To conclude, this qualitative comparison substantiates that MANet provides enhanced performance and precision in generating visual explanations, thus enhancing its potential applicability in interpretability tasks within the domain of computer vision.

5.3.1 Stability Evaluation of Visual Explanation

In the previous section, we have shown several visual explanations generated by different models, and a simple comparison gave us an idea of how faithful the different visual explanations are to the detected target. Somehow, some tangible measurements are still preferred for real-world applicability. In this section, we try to provide a more convincing evaluation of the stability and consistency of these visual explanations. To do this, we introduce the following IoU-based measurement.

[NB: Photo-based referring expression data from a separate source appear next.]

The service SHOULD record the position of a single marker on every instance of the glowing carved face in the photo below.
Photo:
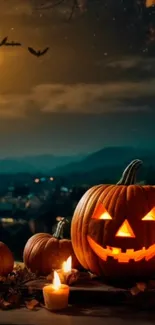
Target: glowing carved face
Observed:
(124, 235)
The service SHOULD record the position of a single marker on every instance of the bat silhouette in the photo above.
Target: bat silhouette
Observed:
(3, 42)
(12, 43)
(37, 53)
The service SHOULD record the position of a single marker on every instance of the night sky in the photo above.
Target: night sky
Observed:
(94, 88)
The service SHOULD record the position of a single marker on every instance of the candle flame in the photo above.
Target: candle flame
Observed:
(67, 265)
(56, 281)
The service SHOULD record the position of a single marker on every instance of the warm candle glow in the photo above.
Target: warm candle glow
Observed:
(56, 281)
(67, 265)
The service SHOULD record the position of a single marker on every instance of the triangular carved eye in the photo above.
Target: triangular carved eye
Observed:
(125, 230)
(150, 216)
(101, 213)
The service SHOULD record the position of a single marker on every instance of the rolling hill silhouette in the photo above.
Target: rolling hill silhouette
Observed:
(106, 159)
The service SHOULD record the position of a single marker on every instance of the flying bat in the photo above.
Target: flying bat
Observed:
(37, 53)
(12, 43)
(3, 42)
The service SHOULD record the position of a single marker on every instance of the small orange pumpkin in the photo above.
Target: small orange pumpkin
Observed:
(113, 228)
(44, 252)
(6, 260)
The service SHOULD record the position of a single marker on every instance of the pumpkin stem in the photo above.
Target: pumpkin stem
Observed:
(59, 229)
(129, 174)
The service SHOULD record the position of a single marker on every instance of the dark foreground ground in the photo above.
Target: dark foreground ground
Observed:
(92, 316)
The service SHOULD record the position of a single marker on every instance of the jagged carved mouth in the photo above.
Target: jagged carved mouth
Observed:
(117, 254)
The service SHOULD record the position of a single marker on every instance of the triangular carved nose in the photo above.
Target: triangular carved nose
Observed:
(125, 230)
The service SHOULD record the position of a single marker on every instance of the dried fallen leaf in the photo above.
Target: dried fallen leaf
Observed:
(141, 286)
(134, 291)
(32, 304)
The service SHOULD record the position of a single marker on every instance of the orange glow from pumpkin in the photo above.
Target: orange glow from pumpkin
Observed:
(105, 216)
(67, 265)
(101, 213)
(56, 281)
(125, 230)
(150, 216)
(118, 255)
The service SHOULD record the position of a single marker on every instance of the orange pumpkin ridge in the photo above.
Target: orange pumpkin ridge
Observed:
(113, 227)
(6, 260)
(45, 252)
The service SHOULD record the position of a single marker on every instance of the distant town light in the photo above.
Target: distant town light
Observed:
(7, 220)
(37, 180)
(43, 179)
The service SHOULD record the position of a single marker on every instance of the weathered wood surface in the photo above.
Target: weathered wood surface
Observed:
(96, 293)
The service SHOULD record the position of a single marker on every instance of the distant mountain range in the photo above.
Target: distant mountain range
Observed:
(35, 164)
(106, 158)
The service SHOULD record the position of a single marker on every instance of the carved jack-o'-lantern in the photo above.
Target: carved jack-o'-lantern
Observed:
(113, 228)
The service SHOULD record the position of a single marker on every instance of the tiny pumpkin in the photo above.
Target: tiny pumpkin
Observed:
(44, 252)
(113, 228)
(6, 260)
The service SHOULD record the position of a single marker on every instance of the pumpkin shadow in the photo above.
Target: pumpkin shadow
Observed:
(125, 283)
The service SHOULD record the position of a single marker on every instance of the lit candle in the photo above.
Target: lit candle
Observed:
(56, 294)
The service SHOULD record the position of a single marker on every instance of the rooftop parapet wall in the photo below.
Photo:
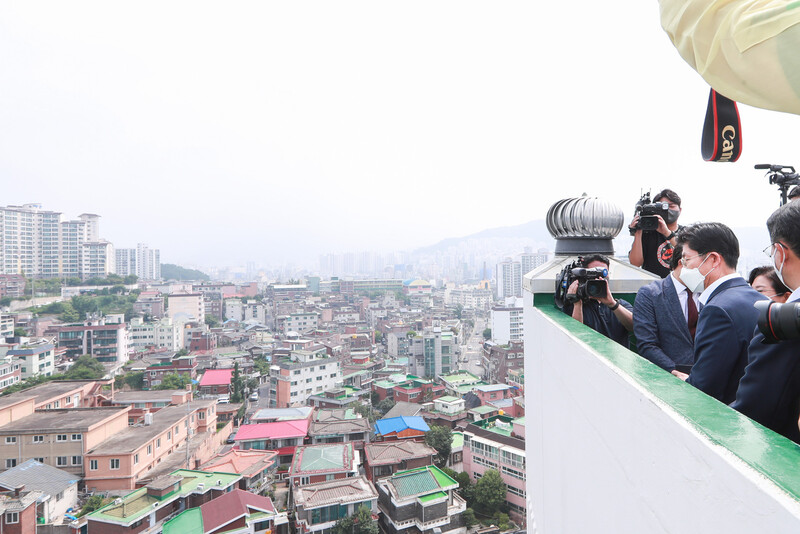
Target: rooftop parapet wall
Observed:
(615, 444)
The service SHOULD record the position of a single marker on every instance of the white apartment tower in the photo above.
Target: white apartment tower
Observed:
(143, 261)
(509, 279)
(38, 244)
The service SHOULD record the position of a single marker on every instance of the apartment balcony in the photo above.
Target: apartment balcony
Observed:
(616, 444)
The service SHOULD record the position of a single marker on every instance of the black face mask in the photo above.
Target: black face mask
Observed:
(672, 216)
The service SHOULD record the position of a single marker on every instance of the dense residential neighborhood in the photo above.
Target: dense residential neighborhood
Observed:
(317, 405)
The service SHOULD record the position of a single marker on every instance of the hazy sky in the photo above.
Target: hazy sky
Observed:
(269, 131)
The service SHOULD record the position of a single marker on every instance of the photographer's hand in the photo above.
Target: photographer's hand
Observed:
(577, 308)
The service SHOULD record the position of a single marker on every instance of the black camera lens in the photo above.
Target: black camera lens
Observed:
(777, 321)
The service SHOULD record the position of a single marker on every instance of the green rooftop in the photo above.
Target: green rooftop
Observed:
(187, 522)
(421, 481)
(337, 457)
(138, 503)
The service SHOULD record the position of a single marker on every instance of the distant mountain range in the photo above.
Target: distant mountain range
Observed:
(752, 240)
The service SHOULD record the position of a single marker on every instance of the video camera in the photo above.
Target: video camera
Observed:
(648, 212)
(778, 321)
(591, 283)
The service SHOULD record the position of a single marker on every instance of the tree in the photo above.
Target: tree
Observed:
(85, 368)
(385, 405)
(236, 382)
(490, 491)
(441, 439)
(174, 381)
(359, 523)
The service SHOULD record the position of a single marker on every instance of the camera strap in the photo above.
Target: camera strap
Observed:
(722, 130)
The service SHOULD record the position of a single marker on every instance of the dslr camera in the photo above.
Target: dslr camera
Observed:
(778, 321)
(647, 212)
(591, 283)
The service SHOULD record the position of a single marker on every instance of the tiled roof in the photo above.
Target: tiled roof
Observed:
(321, 458)
(392, 452)
(341, 491)
(245, 463)
(398, 424)
(420, 481)
(37, 476)
(276, 430)
(227, 507)
(217, 377)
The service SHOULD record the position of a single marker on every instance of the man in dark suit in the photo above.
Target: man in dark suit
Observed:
(769, 391)
(727, 317)
(665, 319)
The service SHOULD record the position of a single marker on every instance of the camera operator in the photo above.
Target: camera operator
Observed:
(652, 250)
(611, 317)
(770, 388)
(665, 320)
(727, 317)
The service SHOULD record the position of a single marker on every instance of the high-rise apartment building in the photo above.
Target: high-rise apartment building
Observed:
(38, 244)
(509, 279)
(143, 261)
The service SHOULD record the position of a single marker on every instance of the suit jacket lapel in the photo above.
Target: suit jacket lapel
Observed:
(673, 303)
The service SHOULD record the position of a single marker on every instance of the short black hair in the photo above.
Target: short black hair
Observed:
(596, 257)
(712, 237)
(784, 226)
(677, 254)
(669, 194)
(772, 275)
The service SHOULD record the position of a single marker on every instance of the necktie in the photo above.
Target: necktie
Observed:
(692, 308)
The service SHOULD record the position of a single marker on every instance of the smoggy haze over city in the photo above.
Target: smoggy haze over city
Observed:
(276, 133)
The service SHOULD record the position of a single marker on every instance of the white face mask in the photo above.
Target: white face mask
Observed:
(779, 270)
(693, 278)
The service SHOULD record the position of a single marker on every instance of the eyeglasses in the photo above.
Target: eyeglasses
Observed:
(685, 259)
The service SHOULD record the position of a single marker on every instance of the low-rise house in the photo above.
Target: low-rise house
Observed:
(59, 489)
(400, 428)
(216, 382)
(256, 467)
(18, 511)
(420, 500)
(124, 459)
(282, 437)
(145, 508)
(318, 506)
(236, 512)
(339, 426)
(318, 463)
(498, 443)
(386, 458)
(61, 437)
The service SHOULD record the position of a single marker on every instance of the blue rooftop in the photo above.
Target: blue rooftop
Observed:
(398, 424)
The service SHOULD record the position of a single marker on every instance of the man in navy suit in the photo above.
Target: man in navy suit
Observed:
(665, 320)
(769, 391)
(727, 317)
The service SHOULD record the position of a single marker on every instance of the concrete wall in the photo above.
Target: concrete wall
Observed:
(617, 445)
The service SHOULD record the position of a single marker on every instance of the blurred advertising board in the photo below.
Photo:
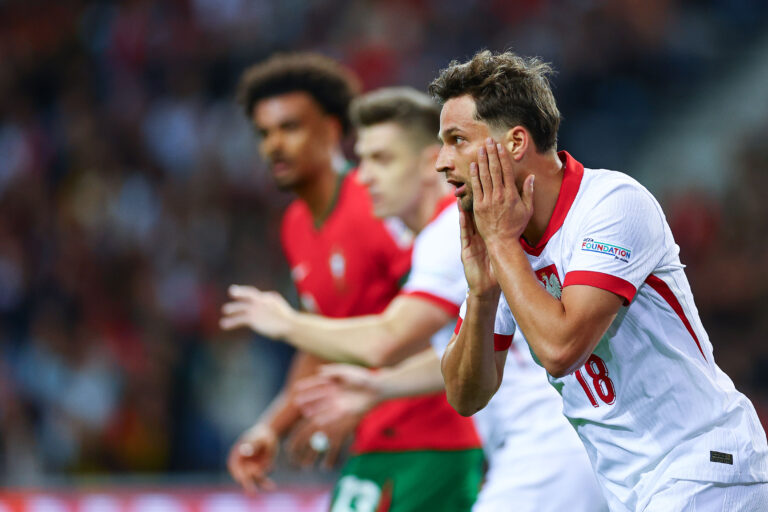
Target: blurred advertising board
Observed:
(158, 500)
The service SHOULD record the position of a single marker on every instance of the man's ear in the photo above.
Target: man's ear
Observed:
(334, 131)
(516, 141)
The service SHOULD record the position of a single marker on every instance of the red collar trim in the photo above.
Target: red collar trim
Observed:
(442, 205)
(572, 174)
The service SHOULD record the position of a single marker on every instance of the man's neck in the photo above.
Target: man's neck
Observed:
(548, 170)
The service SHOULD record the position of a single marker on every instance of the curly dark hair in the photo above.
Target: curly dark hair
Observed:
(508, 90)
(330, 84)
(413, 110)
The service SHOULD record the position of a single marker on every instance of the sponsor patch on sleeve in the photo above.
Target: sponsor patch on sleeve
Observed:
(620, 253)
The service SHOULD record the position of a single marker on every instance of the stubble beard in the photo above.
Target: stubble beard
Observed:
(466, 203)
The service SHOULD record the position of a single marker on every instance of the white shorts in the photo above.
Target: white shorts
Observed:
(547, 482)
(695, 496)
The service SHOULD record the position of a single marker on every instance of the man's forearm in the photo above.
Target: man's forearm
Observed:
(469, 365)
(541, 317)
(418, 375)
(362, 340)
(402, 330)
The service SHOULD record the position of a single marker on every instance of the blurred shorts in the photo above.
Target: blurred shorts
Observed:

We first used ABN [11] as a comparison and did six independent training sessions for each of these models. Each session employed a different learning rate which is randomly sampled in the interval of [0.05, 0.11]. The baseline model used for stability evaluation is ResNet50 and the datasets on which we train the models individually and generate visual explanations are the ImageNet(1k) dataset and the CIFAR10 dataset. For the fully trained 6 models, we chose the one with the highest classification accuracy as the baseline model and calculated the IoU (Intersection of Union) between the visual explanations produced by the other five models with the baseline model. The threshold for computing the IoU value was empirically set to be \(\ge 127\) [10].

Fig. 6
figure 6

Stability evaluation of visual explanation. We can observe that our MANet always generates stable and consistent visual explanations in contrast to previous work such as ABN

As shown in Fig. 6, our MANet shows great stability and consistency on both datasets. For the ImageNet(1k) dataset which consists of more object classes, MANet indicates a better high-attention-area coverage, as shown in Fig. 5. As for the stability of the generated visual explanation, MANet performs well on both datasets compared to ABN.

6 Conclusions

In this paper, we introduced the Mixed Attention Network(MANet), an innovative network architecture incorporating a mixed attention module, which is trainable in an end-to-end manner and able to generate improved visual explanations. Notably, the mixed attention module embedded within the attention branch significantly enhances the network’s capacity to represent complex features, resulting in the production of more reliable attention maps through the utilization of mixed attention-based refined features.

To thoroughly evaluate the effectiveness of MANet, extensive experiments were conducted across image classification and object detection tasks. The experimental results demonstrated the superior performance of MANet when compared to various baseline models. Additionally, we also showed that the visualization explanations generated by MANet are more consistent, reliable, and in a more focused manner.

Our future research endeavors will encompass extending the application of MANet to diverse tasks, including fine-grained recognition, semantic segmentation, and multi-task learning. These upcoming explorations are aimed at further demonstrating the versatility and potency of MANet within the realm of computer vision, and subsequently contributing to the advancement of interpretability and performance in various real-world applications.